RARA-AVIS: Evan Hunter sex book

From: Curt Purcell ( curtpurcell@hotmail.com)
Date: 17 Oct 2007


Here's the text of a review I just wrote of two sleaze paperbacks, one of which was probably by Evan Hunter. To see the covers (which I highly recommend, though be warned that they are NSFW) and get the benefit of embedded links, check out the original review on my blog:

http://groovyageofhorror.blogspot.com/2007/10/nightstand-sleaze-double-feature.html

Nightstand Sleaze Double Feature!

There's been some debate recently over at the RARA-AVIS forum (devoted to hardboiled and noir fiction) about the relative merits of pseudonymous sleaze, and its place in the canon of various authors who've gone on to achieve distinction. Many authors are reluctant to discuss or even acknowledge these more-or-less pornographic novels hacked out quickly for a paycheck, typically in the early parts of their careers before they found their voices.

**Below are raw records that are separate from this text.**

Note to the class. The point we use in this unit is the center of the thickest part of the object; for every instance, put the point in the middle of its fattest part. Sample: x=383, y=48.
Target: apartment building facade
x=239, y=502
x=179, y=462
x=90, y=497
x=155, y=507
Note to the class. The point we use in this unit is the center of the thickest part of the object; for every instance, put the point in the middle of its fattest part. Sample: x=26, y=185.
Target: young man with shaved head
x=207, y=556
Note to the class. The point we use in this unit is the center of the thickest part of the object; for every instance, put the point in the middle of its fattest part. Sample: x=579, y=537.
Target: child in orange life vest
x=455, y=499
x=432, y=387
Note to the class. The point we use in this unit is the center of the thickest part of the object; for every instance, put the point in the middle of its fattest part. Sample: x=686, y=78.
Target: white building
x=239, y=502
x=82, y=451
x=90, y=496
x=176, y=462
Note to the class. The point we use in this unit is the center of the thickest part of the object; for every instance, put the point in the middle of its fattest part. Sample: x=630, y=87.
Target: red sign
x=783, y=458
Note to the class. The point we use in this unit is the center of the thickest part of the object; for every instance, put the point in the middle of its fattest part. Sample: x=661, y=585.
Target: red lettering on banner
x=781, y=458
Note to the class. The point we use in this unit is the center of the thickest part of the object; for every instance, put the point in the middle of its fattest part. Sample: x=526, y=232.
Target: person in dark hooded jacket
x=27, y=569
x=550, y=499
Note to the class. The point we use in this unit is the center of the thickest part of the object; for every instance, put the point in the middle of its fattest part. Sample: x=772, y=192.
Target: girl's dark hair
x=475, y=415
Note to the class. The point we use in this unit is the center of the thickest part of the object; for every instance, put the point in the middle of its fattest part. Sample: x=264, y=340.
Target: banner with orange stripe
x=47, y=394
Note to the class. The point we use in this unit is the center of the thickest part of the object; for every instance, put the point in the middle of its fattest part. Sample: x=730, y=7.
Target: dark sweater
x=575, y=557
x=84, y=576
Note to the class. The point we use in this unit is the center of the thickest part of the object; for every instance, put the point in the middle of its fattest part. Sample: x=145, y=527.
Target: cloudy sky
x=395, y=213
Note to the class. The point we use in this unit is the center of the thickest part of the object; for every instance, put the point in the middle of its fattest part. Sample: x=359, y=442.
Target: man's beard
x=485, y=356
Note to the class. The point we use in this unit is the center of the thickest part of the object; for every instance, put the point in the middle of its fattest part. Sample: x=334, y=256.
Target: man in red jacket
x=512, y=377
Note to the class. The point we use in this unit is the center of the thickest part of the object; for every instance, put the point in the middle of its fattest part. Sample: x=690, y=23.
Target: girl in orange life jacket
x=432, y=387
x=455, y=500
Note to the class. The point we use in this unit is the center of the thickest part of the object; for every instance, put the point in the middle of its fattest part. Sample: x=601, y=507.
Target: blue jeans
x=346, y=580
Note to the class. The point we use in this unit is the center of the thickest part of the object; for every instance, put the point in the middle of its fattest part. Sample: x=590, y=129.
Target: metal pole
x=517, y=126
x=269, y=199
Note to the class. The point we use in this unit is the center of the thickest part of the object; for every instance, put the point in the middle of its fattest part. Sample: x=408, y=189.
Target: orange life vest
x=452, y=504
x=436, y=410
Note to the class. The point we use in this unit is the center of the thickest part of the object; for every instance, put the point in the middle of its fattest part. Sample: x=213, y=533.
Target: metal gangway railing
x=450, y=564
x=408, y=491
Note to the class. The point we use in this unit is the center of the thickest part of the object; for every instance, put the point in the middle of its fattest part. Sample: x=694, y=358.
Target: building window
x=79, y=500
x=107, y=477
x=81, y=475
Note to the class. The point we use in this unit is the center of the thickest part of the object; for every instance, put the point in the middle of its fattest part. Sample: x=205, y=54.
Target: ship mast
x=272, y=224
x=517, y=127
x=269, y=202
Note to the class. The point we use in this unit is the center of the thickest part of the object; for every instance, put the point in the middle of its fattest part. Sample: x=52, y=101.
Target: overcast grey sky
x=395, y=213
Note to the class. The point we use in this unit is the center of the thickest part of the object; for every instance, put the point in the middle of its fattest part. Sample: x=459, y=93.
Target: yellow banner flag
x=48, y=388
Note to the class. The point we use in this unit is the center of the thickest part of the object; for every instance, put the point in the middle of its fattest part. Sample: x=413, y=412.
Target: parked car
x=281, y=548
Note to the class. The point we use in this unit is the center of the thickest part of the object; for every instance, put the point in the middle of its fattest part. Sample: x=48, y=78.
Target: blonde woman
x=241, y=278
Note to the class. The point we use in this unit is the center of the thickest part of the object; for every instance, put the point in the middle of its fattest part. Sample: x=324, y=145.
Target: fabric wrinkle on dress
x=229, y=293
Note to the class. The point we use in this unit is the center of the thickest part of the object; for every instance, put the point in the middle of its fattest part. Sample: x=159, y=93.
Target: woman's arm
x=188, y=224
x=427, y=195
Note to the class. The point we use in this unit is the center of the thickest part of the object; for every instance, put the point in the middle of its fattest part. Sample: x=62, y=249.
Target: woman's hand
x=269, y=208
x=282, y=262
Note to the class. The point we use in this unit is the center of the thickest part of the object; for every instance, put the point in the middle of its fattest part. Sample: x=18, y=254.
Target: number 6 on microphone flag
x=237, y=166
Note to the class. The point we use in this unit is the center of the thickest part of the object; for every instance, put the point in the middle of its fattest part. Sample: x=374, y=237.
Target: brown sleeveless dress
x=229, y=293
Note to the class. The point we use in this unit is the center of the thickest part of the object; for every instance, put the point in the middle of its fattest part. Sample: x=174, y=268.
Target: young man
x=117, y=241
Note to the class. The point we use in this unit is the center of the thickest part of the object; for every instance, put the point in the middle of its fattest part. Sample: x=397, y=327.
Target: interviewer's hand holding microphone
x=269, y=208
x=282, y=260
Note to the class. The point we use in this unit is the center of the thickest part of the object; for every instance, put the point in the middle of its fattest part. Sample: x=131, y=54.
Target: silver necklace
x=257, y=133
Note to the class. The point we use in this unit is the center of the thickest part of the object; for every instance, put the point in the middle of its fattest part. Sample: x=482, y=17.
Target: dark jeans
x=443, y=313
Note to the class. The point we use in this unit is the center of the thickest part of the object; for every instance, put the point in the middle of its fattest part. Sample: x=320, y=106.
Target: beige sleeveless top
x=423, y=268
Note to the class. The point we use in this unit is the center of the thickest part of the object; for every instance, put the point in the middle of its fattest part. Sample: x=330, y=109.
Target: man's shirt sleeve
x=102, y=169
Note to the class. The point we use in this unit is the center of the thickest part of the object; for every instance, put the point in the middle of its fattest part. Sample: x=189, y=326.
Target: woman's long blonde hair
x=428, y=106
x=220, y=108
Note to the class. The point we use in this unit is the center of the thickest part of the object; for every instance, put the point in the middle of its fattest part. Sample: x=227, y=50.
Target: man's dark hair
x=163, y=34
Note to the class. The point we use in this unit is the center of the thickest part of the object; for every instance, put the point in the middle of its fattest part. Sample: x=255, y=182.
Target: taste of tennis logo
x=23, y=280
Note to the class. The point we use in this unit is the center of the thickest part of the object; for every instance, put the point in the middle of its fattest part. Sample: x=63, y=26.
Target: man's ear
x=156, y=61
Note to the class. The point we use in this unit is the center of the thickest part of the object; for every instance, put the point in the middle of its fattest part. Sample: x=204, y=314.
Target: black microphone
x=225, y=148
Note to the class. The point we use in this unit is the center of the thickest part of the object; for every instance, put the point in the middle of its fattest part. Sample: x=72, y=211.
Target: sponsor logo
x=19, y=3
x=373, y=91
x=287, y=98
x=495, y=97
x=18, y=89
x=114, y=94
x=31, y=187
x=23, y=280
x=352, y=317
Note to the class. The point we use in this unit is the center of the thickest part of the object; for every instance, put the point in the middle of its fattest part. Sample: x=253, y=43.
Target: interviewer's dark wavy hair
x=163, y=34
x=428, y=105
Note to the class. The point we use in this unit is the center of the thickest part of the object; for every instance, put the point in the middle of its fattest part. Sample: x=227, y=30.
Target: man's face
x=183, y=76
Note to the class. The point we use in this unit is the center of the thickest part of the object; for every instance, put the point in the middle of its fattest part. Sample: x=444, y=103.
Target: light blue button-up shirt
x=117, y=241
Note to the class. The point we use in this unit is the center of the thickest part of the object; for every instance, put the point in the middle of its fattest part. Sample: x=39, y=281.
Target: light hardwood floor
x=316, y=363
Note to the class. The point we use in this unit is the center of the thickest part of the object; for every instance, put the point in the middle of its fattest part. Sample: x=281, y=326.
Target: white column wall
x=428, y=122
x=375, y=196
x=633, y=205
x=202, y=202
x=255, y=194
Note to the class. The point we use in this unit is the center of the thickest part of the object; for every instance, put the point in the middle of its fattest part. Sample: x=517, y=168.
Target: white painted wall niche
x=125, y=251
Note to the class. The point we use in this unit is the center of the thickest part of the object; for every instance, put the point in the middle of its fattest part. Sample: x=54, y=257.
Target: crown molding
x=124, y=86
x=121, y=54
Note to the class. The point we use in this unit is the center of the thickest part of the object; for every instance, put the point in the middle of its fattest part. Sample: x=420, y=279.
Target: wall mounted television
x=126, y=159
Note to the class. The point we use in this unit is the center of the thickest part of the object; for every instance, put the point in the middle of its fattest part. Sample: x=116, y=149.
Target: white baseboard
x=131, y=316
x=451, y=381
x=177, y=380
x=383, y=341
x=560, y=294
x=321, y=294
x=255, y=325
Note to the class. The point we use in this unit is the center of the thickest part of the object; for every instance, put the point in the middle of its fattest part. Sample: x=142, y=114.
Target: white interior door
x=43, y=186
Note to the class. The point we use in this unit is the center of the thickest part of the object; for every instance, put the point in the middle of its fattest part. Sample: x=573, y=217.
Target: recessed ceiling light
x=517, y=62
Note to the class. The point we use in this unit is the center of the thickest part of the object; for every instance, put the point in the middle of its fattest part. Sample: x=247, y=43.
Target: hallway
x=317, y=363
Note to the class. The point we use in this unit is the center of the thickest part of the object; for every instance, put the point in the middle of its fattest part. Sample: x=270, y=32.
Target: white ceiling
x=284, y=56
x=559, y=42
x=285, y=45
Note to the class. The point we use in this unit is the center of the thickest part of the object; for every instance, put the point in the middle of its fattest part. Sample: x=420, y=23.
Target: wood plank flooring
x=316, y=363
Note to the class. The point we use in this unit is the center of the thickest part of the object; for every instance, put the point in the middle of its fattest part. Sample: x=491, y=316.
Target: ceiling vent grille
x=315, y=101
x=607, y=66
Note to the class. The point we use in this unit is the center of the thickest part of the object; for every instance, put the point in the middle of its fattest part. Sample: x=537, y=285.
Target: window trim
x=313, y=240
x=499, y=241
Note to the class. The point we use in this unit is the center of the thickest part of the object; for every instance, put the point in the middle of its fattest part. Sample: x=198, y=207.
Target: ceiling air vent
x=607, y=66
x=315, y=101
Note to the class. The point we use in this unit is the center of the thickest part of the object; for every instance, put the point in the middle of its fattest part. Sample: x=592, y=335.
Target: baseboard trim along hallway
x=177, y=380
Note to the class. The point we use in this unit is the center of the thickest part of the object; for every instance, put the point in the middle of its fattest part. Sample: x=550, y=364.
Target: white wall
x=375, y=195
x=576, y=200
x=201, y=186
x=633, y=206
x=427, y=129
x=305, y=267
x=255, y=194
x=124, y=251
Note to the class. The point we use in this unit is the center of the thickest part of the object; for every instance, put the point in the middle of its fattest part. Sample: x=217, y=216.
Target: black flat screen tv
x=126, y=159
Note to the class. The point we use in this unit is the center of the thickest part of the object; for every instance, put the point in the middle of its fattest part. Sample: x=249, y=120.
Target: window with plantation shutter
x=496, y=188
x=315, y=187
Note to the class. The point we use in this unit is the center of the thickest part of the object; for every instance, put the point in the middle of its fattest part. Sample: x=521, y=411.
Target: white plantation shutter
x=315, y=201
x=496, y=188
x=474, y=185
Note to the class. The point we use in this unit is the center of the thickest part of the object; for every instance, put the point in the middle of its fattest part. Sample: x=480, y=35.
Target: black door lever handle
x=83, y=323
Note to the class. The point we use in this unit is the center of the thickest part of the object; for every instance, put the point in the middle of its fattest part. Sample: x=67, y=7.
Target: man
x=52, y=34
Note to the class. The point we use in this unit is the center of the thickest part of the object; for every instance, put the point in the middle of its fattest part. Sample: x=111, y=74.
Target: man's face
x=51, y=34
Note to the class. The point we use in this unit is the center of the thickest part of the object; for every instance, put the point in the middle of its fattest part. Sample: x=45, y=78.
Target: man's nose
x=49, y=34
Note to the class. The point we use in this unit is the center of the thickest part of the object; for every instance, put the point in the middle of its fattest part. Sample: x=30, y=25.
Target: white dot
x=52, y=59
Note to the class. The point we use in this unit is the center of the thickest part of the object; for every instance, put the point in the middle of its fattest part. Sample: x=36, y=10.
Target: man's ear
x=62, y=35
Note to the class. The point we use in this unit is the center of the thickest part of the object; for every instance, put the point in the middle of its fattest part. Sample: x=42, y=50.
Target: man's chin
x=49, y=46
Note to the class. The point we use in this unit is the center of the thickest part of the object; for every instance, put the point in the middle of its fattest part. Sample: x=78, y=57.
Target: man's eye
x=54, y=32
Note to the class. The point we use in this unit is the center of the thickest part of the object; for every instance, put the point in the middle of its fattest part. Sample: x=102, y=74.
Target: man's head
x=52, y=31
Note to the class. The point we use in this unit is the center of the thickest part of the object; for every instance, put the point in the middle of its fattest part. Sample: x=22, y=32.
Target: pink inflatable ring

Even at the time, most did not want to be associated with this type of fiction; thanks to an impenetrable wall of pseudonymity, built of house names and cemented with often-conflicting attribution between the covers and title pages, it's now all-but-impossible to know who really wrote what in many cases.

The damn shame of it is that, though much sleaze is truly, wretchedly unreadable, much of it also flashes with rough brilliance, and you even find the rare minor masterpiece that's obviously received some loving polish. Sometimes, it seems, the fast hack-work tapped deeper concerns and inspiration, in something like the manner that automatic writing is supposed to do, with much more interesting results than the authors might have intended, expected, or desired.

Here are two published by Nightstand, one excellent and one middling-to-good, both with amazing covers by Robert Bonfils, and both sharing the theme of troubled children growing into murderous stalkers of prostitutes.

LUST DREAM by Dean Hudson (Nightstand 1962)

Sean McClain catches his mother in the act of prostitution only moments before his father does, and then watches helplessly as his father strangles her right before his horrified eyes. The father dies shortly afterward in prison. In the orphanage, a kindly doctor tries desperately to undo the damage to Sean's psyche, and tries to help him work through the awful recurring nightmares depicted by the cover illustration. But Sean is too badly twisted, and his sweet romance with the clinic nurse is shadowed by the secret vomiting and compulsive showering he does alone each morning after every night of love. The doctor despairs when Sean announces his intention to join the police force, knowing that the poor boy is hell-bent on joining the Vice Squad so he can act out both his fascination and his hatred of prostitutes.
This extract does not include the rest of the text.